Beef Barley Soup, Garlic Chicken, rice, string beans with garlic, Orange Tea Cake (cover recipe from The Kosher Baker)
If you could only give one tip to a fellow kosher food enthusiast, what would it be?
Make homemade desserts – they are delicious and significantly healthier than packaged and even bakery desserts.
What’s next for Chef Paula Shoyer: Any more TV appearances? A new cookbook?
I am hoping for more TV appearances around Passover. I do have an idea for a great TV show. The next book is The Passover Baker and I am busy creating recipes people have never seen on Passover before such as black and white cookies.

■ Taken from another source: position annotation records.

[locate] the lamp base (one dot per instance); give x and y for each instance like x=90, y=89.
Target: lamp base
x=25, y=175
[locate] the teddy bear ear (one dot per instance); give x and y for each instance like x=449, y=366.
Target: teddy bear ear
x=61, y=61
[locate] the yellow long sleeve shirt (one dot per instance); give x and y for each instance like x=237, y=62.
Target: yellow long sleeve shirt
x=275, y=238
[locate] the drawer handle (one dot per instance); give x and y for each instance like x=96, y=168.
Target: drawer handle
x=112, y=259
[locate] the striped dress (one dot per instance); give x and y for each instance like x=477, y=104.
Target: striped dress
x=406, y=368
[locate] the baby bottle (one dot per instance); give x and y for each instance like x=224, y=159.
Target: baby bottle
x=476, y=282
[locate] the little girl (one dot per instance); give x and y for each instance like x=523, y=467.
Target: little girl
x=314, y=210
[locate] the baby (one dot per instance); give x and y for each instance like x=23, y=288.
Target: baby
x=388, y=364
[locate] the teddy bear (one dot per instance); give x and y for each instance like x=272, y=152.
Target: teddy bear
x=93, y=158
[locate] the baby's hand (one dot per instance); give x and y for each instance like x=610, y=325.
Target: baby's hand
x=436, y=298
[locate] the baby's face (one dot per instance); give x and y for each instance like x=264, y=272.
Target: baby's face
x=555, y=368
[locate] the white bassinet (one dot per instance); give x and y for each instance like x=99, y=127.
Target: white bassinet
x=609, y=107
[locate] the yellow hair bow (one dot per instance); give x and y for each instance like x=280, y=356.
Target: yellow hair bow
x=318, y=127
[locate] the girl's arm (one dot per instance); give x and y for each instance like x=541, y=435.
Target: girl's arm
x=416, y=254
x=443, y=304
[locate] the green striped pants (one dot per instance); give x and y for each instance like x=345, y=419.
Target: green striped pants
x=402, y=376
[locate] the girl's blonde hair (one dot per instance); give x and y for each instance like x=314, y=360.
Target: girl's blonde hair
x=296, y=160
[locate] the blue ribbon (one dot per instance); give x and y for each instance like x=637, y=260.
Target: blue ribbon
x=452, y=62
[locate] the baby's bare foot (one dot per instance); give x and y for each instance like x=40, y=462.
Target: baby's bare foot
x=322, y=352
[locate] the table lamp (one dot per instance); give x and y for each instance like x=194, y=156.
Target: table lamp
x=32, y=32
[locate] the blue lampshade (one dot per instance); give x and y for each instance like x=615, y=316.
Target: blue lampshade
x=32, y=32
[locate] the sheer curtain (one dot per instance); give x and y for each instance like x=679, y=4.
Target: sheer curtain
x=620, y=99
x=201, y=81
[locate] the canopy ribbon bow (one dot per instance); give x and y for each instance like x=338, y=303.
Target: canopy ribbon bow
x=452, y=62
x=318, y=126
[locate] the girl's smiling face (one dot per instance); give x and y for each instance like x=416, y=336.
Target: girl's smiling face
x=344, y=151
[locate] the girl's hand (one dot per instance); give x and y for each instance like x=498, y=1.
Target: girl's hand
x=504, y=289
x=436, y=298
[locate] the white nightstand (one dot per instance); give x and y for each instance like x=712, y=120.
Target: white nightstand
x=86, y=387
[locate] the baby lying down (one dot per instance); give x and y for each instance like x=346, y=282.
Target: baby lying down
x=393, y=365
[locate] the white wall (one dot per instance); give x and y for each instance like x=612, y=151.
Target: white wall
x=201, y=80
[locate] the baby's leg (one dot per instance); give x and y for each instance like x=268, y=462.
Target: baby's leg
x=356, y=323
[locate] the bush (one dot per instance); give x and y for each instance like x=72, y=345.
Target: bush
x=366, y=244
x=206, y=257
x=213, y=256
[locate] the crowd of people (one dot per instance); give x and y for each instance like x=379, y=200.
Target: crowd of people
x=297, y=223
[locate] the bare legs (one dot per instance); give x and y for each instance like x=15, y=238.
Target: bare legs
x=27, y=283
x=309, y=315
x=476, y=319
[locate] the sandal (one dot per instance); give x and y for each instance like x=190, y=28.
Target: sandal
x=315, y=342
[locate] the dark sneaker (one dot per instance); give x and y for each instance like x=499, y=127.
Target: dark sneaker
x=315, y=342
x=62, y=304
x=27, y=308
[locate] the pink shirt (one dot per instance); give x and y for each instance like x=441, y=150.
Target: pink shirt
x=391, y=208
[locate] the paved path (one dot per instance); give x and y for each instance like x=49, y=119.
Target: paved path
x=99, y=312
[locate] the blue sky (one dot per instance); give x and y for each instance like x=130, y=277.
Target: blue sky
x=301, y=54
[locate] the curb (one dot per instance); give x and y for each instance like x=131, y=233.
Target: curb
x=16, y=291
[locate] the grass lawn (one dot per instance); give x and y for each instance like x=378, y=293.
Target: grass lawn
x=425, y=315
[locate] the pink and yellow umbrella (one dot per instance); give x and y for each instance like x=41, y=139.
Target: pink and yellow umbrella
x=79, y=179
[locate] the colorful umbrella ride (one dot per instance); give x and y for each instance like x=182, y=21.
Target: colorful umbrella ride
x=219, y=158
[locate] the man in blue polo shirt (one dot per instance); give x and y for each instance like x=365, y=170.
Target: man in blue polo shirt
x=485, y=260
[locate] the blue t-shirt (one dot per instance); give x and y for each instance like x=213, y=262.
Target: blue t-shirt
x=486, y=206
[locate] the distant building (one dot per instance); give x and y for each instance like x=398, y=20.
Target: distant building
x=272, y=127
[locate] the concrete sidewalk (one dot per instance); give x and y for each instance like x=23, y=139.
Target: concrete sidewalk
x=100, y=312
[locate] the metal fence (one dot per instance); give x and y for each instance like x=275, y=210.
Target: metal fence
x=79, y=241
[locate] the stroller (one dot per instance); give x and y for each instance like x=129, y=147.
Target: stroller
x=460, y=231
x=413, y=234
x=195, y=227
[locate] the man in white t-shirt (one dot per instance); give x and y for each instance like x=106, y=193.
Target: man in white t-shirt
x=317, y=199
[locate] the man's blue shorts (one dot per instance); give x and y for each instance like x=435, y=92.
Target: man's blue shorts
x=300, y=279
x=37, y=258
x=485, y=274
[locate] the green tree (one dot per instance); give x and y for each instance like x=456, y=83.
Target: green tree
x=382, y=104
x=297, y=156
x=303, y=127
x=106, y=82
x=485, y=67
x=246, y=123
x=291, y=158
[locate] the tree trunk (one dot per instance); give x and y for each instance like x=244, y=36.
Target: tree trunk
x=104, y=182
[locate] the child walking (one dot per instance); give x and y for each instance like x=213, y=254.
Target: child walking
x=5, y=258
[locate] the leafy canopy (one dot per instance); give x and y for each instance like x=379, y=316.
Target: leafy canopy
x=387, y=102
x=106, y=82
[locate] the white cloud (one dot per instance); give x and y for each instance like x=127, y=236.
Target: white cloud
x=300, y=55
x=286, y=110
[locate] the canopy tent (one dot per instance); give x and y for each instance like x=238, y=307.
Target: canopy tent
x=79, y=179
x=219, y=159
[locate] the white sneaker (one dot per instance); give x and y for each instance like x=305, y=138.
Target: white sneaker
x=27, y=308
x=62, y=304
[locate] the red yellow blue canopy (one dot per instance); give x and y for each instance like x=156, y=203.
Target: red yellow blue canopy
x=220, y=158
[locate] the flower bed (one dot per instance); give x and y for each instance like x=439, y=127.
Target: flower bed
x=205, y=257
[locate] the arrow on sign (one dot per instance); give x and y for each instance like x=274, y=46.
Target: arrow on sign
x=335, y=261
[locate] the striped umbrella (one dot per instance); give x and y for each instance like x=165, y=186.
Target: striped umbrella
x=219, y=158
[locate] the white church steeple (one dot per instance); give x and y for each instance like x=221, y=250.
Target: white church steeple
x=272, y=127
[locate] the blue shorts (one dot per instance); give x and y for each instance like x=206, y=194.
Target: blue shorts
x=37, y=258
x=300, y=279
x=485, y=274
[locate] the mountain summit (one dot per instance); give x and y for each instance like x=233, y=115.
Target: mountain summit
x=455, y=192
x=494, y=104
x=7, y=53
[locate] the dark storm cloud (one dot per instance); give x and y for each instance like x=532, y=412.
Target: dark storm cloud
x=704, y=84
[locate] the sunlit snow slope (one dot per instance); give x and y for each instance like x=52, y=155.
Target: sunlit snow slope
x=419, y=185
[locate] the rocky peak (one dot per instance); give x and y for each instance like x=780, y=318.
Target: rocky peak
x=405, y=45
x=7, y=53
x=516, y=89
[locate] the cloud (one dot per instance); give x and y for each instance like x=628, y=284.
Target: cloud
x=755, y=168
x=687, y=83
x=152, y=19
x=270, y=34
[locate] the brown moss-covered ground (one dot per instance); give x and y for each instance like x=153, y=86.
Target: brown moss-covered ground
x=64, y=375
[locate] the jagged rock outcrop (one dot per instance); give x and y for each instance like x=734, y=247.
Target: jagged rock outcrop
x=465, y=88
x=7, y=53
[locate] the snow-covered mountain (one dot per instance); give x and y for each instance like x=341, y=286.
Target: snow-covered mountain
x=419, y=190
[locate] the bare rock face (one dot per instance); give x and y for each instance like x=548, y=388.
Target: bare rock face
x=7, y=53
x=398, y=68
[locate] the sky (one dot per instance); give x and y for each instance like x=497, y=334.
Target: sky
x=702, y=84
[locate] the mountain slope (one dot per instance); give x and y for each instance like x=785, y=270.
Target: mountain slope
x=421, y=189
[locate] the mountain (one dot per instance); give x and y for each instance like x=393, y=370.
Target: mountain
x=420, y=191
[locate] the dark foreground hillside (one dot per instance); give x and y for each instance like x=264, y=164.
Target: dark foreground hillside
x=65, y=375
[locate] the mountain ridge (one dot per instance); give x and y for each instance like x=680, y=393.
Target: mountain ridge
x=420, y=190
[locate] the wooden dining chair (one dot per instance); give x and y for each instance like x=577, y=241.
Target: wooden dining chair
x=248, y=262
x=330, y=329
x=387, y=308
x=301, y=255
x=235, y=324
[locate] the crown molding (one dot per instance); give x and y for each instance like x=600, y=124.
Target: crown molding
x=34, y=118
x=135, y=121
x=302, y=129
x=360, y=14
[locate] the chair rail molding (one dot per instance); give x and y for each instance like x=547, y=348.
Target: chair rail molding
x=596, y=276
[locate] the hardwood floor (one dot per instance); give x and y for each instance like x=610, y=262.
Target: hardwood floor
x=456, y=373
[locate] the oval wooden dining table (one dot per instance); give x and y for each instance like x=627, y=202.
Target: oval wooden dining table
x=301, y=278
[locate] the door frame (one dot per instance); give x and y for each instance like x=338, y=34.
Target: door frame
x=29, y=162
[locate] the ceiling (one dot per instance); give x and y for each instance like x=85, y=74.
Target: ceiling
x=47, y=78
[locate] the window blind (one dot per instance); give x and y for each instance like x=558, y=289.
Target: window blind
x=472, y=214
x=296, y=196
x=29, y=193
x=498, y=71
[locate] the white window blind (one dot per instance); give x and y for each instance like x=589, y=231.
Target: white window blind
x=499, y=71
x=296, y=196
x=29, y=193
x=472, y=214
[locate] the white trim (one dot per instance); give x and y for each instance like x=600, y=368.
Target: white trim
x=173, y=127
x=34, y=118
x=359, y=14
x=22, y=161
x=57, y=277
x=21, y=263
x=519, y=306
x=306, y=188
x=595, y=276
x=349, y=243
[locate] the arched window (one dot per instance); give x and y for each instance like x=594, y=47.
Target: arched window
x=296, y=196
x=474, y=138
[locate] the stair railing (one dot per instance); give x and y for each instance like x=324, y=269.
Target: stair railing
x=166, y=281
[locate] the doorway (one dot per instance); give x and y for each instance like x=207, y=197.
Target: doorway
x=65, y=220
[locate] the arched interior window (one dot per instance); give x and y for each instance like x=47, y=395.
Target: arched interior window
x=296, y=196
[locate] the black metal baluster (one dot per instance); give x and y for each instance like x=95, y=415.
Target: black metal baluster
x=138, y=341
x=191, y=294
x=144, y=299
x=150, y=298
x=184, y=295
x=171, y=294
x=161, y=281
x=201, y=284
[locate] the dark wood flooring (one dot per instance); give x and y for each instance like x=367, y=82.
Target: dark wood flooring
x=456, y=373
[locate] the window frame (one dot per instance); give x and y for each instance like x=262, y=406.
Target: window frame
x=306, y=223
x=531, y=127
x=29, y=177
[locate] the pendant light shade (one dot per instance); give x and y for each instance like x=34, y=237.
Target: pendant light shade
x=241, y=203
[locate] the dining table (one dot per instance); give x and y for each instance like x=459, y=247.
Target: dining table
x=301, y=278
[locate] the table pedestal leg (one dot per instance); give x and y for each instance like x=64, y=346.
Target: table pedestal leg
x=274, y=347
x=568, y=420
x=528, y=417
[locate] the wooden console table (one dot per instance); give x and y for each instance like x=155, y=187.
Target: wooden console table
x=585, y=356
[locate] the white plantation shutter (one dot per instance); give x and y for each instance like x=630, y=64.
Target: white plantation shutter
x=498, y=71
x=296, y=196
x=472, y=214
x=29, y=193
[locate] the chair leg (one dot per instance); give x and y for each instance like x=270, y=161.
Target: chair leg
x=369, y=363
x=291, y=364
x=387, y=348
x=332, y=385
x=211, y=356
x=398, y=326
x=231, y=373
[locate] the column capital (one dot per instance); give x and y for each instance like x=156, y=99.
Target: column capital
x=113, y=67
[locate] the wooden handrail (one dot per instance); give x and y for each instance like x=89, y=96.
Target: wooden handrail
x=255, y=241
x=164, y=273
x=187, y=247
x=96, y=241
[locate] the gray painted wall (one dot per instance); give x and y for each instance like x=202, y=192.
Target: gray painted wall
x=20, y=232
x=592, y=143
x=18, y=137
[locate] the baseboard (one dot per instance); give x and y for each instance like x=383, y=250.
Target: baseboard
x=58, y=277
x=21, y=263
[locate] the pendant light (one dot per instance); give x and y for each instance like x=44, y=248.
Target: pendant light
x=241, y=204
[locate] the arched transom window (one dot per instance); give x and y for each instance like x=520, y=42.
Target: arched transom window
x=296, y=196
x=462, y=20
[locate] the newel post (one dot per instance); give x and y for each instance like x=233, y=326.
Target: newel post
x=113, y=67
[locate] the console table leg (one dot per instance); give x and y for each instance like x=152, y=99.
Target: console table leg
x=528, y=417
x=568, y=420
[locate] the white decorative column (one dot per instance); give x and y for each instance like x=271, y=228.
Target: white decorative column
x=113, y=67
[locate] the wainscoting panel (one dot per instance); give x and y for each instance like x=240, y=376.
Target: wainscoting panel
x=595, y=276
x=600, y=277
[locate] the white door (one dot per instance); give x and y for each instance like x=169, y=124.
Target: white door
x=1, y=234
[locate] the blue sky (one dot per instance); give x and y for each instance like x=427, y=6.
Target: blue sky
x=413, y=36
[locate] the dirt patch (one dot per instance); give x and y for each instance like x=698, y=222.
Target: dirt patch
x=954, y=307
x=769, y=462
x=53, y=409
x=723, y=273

- Spray oil containing flour or spray oil plus 2
- tablespoons flour for greasing and flouring pan
- ½ cup canola oil
- ¾ cup sugar
- ¼ cup honey
- 1 cup canned pumpkin purée (not pumpkin pie filling)
- 1 teaspoon pure vanilla extract
- 2 large eggs
- 1 cup all-purpose flour
- ½ cup whole wheat flour
- ½ cup spelt flour
- ½ teaspoon salt
- 1 teaspoon baking powder
- 1 teaspoon baking soda
- 1 teaspoon ground cinnamon
- 1 teaspoon ground ginger
- ½ teaspoon ground cloves
- ½ teaspoon fresh ground nutmeg
Preheat the oven to 350°F. Grease and flour a Bundt or tube pan.
In a large bowl, beat the oil, sugar and honey with a stand or hand-held electric mixer on medium-high speed until mixed. Add the pumpkin purée and beat again.
Use a silicone spatula to scrape down the bowl. Add the vanilla and eggs and mix well. Add the white, wheat and spelt flours, salt, baking powder, baking soda, cinnamon, ginger, cloves, and nutmeg. Mix all the ingredients together. Use a silicone spatula to scoop the batter into the pan and then smooth the top.
Bake for 45 minutes, or until a skewer inserted comes out clean.
Let cool for 10 minutes in the pan and then turn out onto a rack and let cool completely.